THE WILD LIFE
Just Another Cute Animation
Release Date: September 09, 2016
Starring: Yuri Lowenthal, Sandy Fox, Jay
Jones, Marieve Herington,
Dennis O'Connor, Jeff
Doucette, Debi Tinsley, Laila
Berzins, B.J. Oakie, Joe
Ochman, Lex Lang, Joey Camen,
George Babbit, Kyle Hebert,
Audience: All ages
Runtime: 91 minutes
Distributor: Summit Entertainment/Lionsgate
Director: Vincent Kesteloot
Executive Producer: Olivier Courson, Eric Dillens
Producer: Ben Stassen, Caroline Van
Iseghem, Domonic Paris, Gina
Gallo, Mimi Maynard
Writer: Lee Christopher, Domonic
Paris, Graham Weldon
Address Comments To:Jon Feltheimer, Chairman/CEO, Lionsgate Films AKA Lions Gate Films (Summit Entertainment/Roadside Attractions/Codeblack Films)
2700 Colorado Ave.
Santa Monica, CA 90404
Phone: (310) 449-9200; Fax: (310) 255-3870
THE WILD LIFE begins with Robinson Crusoe being “rescued” from an island by some pirates leading to a flashback of Crusoe’s story. The flashback opens with Crusoe looking out of place on a ship full of experienced sailors. On a tiny island a group of friends face extreme boredom, especially the island’s parrot, Mac, who longs to explore the world beyond the island. A big storm brings Crusoe to the island along with his faithful dog Aynsley and two very mean cats, who make life difficult for everyone.
The struggle for survival on the island has its cute moments, its scatological jokes, and lots of chases and action. What’s missing from THE WILD LIFE, and many more movies in 2016, is originality. Mac is reminiscent of Blu, the macaw in RIO, and Robinson Crusoe comes across as similar to Hiccup in HOW TO TRAIN YOUR DRAGON.
TOY STORY, SHREK, RATATOUILLE, THE INCREDIBLES, and DESPICABLE ME each offered a new world with very fresh characters and stories. It’s hard to be wildly original, but if you’re a studio hoping to compete with Pixar, Disney, Illumination, and DreamWorks, you need a movie that stakes out new territory that hits a home run with a wide family audience.
THE WILD LIFE has quality animation, some positive moral messages about friendship and loyalty, and even a scene where Robinson Crusoe pauses to give thanks before a meal, but it needs a lot more “oomph” to challenge the top animation studios. The opportunity to reach huge family audiences exists for newcomers, but they must excite audiences with tremendous new stories and characters.

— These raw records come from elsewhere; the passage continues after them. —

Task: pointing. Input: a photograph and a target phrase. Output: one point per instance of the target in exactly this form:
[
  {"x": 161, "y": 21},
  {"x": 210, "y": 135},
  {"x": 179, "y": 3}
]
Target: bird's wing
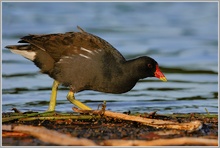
[{"x": 71, "y": 43}]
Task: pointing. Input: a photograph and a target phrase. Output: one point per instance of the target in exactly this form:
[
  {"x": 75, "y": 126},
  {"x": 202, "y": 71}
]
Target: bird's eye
[{"x": 149, "y": 65}]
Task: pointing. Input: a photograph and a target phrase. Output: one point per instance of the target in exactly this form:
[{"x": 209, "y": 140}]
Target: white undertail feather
[{"x": 27, "y": 54}]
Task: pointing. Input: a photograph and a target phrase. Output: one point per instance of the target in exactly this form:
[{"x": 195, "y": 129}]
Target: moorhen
[{"x": 83, "y": 61}]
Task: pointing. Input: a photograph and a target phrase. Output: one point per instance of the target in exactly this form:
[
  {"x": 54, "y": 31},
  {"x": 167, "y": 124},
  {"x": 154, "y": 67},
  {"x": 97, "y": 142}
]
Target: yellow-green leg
[
  {"x": 71, "y": 98},
  {"x": 53, "y": 96}
]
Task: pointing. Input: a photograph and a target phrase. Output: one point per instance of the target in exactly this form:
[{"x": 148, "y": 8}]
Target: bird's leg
[
  {"x": 53, "y": 96},
  {"x": 71, "y": 98}
]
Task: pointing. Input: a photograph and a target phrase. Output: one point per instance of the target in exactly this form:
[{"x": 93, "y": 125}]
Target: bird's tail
[{"x": 41, "y": 58}]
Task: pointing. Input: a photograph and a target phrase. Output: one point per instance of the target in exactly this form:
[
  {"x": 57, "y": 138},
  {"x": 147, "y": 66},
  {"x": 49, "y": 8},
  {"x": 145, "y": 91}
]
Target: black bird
[{"x": 83, "y": 61}]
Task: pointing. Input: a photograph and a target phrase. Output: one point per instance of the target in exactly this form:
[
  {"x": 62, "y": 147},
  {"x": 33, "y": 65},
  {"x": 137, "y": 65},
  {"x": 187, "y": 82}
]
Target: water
[{"x": 181, "y": 36}]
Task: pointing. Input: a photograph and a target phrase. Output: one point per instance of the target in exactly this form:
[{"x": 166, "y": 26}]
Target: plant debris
[{"x": 105, "y": 128}]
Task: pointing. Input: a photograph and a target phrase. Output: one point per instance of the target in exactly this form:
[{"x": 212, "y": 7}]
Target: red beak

THE WILD LIFE has quality animation, some good messages about friendship and loyalty, and even a scene where Robinson Crusoe pauses to give thanks before a meal. The struggle for survival on the island has its cute moments, its scatological jokes, and lots of chases and action. What’s missing from this movie is originality. THE WILD LIFE isn’t as fresh, lively or exciting as it could have been. It may remind moviegoers too much of other, better animated movies, such as RIO and HOW TO TRAIN YOUR DRAGON.